Besides these events, Carpe Diem has had yoga classes conducted by Seby Akkara, book reading sessions for children conducted by Jugneeta Sudan, candle making workshops by Melanie Vaz, cupcake decorations by Emily, theatre workshops by Alfwold Silveira, a broken tiles mural and cold ceramics workshop by Ramdas Gadekar, a drum and rhythm workshop by Xisto Pais, A nutrition seminar by Ryan Fernando from Qua Nutrition, a drum circle event by Music Matters, creative workshops from waste products by Tara Trust, photography sessions, a film screening, kid’s ‘art’ birthday parties where art activities are organised for the kids, graffiti and creative writing and more. The classes and workshops are especially aimed at the local people and youth.
In 2012, from the 18th of November to the 25th of November, an event called Hands for Children was held at Carpe Diem. It was an exhibition of a collection of paintings, which were the result of a workshop held at Carpe Diem in association with The Mustard Seed Art Company for their play Those Ragamuffins. These were the creative output of select Goan artists such as Rajendra Usapkar, Salvador Fernandes and Viraj Naik. The proceeds of the sale of the paintings were donated to Positive People, an NGO working for the cause of HIV+ children.

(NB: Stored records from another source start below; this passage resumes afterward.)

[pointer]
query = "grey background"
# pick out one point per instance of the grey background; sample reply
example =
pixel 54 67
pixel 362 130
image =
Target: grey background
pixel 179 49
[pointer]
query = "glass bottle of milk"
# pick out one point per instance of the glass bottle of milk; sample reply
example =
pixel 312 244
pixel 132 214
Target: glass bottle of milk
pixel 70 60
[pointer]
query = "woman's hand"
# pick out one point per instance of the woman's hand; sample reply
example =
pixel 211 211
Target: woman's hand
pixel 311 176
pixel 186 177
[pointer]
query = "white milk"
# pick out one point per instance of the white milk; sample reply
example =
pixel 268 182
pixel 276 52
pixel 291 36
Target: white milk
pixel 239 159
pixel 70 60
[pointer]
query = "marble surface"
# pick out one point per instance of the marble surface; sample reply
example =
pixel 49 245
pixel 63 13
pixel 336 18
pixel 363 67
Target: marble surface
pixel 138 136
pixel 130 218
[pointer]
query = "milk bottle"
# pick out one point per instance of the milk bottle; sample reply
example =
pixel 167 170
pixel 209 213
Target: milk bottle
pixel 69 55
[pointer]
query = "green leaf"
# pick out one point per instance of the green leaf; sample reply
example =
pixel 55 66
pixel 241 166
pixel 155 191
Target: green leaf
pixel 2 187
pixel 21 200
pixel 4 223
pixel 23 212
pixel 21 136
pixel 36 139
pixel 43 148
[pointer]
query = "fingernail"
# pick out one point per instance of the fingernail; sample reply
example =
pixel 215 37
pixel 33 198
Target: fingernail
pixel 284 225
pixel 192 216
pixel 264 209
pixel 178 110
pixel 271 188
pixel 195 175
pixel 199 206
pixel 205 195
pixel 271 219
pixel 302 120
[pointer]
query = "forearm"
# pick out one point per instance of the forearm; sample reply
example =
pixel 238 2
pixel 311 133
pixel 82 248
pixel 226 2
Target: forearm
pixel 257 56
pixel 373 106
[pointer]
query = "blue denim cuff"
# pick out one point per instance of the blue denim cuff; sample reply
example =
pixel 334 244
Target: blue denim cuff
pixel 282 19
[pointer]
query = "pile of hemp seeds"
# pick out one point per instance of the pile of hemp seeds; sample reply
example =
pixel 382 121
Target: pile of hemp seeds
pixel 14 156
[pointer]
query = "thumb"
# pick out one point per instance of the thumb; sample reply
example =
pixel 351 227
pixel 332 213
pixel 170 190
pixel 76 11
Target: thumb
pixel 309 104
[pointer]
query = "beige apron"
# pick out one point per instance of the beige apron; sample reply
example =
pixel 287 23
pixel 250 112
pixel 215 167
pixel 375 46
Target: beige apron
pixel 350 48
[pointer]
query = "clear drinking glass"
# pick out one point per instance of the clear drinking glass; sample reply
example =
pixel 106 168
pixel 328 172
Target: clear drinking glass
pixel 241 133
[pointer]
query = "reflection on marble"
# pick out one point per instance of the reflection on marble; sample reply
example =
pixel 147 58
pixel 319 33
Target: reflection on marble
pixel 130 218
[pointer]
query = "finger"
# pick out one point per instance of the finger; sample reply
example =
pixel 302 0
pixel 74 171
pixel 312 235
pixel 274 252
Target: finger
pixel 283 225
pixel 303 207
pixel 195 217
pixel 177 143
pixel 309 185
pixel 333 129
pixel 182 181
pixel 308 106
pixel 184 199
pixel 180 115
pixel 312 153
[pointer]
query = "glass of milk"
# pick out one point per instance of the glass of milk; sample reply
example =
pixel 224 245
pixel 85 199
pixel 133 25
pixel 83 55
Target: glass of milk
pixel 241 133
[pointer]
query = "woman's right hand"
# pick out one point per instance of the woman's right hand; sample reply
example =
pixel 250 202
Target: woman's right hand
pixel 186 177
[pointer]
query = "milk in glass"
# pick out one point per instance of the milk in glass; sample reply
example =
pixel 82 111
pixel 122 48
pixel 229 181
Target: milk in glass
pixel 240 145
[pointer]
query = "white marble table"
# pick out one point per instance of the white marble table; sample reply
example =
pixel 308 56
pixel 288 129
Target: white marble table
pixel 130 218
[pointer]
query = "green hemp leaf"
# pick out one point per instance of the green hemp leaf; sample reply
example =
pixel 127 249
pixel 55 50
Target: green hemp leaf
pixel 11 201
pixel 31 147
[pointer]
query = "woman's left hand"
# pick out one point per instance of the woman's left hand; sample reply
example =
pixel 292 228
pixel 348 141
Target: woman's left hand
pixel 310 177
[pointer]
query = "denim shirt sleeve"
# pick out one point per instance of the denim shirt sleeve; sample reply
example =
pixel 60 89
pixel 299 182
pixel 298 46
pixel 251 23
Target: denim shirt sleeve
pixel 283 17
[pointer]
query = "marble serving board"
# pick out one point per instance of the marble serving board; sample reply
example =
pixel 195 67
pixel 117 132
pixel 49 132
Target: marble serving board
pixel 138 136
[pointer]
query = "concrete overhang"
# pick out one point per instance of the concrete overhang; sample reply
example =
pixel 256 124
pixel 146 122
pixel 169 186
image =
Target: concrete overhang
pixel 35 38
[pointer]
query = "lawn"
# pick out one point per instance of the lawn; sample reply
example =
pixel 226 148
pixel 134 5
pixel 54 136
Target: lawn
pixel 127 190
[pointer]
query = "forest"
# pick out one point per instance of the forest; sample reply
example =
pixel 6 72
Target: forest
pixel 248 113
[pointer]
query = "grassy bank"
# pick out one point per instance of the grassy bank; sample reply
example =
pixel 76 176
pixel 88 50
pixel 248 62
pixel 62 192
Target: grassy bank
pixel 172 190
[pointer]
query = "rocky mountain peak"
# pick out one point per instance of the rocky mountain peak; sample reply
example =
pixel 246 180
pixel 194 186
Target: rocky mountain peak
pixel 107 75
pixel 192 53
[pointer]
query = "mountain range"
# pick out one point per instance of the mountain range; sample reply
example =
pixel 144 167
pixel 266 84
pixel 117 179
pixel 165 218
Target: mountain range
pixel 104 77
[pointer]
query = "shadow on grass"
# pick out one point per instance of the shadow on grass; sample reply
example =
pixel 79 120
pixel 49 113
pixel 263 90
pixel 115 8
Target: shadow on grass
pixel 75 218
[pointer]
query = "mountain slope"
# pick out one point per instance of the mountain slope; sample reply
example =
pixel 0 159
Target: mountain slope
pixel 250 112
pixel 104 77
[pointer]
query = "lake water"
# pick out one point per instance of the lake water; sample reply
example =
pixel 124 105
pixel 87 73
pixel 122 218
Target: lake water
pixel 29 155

The art centre has come a long way in a short time. Carpe Diem will continue to buzz with activity during the months to come with self-defence classes for women, creative writing workshops, ceramic workshops, book reading sessions for kids and adults, candle making classes, etiquette classes, glass painting classes, cooking/ baking classes, theatre workshops, gardening workshops , seminars on fire safety, administering first aid, career guidance and motivational speaking. There will be a Christmas bazaar on 20th of December from 11 am to 4 pm, enabling the local people to display their creativity during the festive season. The centre is striving to do its best to make a difference in the lives of the people of Goa by stirring up their artistic sensibilities.